Questo secondo le prime righe di Wikipedia, e il generale conformismo che induce a ignorare i tanti legami del personaggio con culture e pratiche profane. Potremmo ricordare le parentele con il leggendario San Nicola vescovo di Mira, e speculare su quanto le campagne commerciali della Coca-Cola abbiano influenzato l’iconografia del noto genio del Natale. Babbo Natale inizialmente vestiva di verde, rammenta sempre Wikipedia, e fu la bevanda più gasata del mondo a renderlo il pancione scarlatto e bianco che si conosce. Almeno così viene detto da decenni. Simbolo del solstizio d’inverno, momento di rinascita e rigenerazione, cui in seguito fu sovrapposta la ricorrenza della nascita di Gesù, Babbo Natale è in realtà una figura panica. Panico nel senso del tutto e del dionisiaco. Figura allegorica dalle mille valenze, si cristallizza come risultato di spunti culturali eterogenei. Ma la sua anima primordiale è barbara, poco affine all’asettico candore con cui di solito il personaggio è rappresentato. Il suo fato è sempre stato quello di mutare nei secoli, integrando pulsioni e sogni differenti, diventando a volte icona di innocenza, altre oggetto di trasgressione e di stravaganti invenzioni pop. Fino all’erotizzazione di Babbo Natale, vera icona del movimento omosessuale degli orsi, la sottocultura gay che valorizza la sensualità di uomini paffuti e barbuti. Insomma, Babbo Natale porta regali a tutti. Belli e brutti. Buoni e bricconi. Mistici e miscredenti. Cristiani e pagani. Babbo Natale è lo spirito della terra, e uno dei suoi segreti leggendari – sdoganato di recente da Helena Velena sul suo sito e nelle sue performance – ha davvero del bizzarro.

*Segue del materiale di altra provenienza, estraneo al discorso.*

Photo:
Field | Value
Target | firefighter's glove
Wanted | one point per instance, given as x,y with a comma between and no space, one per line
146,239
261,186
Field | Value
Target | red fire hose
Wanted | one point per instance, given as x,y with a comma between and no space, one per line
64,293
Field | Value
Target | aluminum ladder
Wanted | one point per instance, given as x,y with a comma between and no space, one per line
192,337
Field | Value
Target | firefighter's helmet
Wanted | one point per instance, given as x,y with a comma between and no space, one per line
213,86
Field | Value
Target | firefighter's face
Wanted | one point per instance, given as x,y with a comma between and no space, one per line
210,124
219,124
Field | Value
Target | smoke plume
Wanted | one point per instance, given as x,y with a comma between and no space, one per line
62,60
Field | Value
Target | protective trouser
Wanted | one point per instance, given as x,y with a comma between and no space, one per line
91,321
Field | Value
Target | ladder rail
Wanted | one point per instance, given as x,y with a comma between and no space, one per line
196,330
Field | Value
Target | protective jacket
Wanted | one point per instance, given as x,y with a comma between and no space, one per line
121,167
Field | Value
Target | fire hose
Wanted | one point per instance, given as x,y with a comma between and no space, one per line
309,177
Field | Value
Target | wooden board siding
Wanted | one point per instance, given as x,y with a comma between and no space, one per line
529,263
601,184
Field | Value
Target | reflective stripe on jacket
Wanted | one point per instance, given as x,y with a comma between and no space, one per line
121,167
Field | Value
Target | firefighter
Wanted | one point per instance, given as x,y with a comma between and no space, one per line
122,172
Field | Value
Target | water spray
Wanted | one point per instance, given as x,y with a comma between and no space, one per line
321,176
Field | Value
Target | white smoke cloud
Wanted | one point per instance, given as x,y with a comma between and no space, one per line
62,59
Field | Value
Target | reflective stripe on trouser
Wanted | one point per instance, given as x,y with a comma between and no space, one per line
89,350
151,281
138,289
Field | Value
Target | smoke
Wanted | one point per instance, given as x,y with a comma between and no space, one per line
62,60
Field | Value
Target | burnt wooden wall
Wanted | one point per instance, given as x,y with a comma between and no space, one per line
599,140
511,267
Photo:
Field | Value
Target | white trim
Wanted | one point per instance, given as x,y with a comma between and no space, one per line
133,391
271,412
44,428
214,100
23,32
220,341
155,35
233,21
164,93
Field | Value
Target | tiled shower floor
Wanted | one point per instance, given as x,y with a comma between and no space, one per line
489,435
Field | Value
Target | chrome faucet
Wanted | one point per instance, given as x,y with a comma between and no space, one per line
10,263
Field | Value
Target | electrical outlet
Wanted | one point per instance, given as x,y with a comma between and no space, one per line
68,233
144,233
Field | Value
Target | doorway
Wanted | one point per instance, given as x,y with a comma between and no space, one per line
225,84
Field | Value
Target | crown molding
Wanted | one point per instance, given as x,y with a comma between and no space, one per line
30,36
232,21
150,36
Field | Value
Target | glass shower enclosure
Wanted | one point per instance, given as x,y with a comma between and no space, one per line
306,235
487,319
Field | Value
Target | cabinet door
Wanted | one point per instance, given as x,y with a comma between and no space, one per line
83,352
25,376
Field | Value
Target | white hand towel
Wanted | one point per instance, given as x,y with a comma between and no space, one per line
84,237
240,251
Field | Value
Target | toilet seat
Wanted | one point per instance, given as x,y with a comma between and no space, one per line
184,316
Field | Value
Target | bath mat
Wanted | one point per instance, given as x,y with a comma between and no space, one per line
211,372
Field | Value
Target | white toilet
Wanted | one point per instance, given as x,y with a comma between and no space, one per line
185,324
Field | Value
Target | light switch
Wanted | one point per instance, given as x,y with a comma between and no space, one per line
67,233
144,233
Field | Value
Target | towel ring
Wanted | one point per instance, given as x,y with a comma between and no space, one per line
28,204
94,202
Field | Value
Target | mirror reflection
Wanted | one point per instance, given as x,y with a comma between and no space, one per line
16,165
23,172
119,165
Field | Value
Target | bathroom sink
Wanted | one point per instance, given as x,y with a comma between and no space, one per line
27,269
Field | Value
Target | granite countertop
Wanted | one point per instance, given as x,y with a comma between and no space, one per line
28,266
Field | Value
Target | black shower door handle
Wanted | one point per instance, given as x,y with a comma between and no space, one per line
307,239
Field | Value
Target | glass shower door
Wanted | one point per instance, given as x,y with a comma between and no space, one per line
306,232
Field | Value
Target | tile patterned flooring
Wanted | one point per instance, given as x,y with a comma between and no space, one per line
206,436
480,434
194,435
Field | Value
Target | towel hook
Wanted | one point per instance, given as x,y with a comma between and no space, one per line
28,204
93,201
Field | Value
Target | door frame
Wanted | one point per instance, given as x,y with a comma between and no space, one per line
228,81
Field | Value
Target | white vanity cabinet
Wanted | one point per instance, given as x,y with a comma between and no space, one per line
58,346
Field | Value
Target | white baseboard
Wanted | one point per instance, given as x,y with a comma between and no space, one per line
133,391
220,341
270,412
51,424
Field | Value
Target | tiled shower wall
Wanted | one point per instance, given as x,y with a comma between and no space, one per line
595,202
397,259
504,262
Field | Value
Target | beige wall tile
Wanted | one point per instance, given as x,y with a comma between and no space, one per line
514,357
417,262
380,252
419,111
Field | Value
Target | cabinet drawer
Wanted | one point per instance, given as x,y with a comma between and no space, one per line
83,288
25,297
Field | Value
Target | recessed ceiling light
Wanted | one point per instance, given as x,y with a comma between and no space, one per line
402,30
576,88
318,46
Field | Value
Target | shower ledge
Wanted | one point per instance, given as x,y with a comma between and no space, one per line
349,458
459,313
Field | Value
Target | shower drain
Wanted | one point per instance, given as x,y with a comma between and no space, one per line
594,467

Le feste, di cui l’umanità ha bisogno come delle pause per dormire, delle barzellette per ridere, dei sogni per andare avanti, appartengono a tutti, e spesso sono state prodotte da un coacervo di fenomeni popolari, che lungi da sottrarre importanza ai simboli possono soltanto rinforzarli. Per questo diciamo che Babbo Natale è una figura panica, cioè primeva e selvaggia, legata alla natura, alla vegetazione, alle bestie, e al bisogno di gioire, di far festa, impazzire e amare. Anche se schiacciati dalla ruota della festa più consumistica, e spesso ipocrita, dell’anno. Babbo Natale è ugualmente tra noi, e lo accogliamo per quello che può offrirci, nella nostra lingua, secondo i nostri codici culturali, sogni e aspirazioni. In barba alle tradizioni più ortodosse, al consumismo e all’insofferenza più snob. Per questo diciamo, anzi urliamo, aggrappati alla zattera del nostro quotidiano: Buon Natale... e si salvi chi può.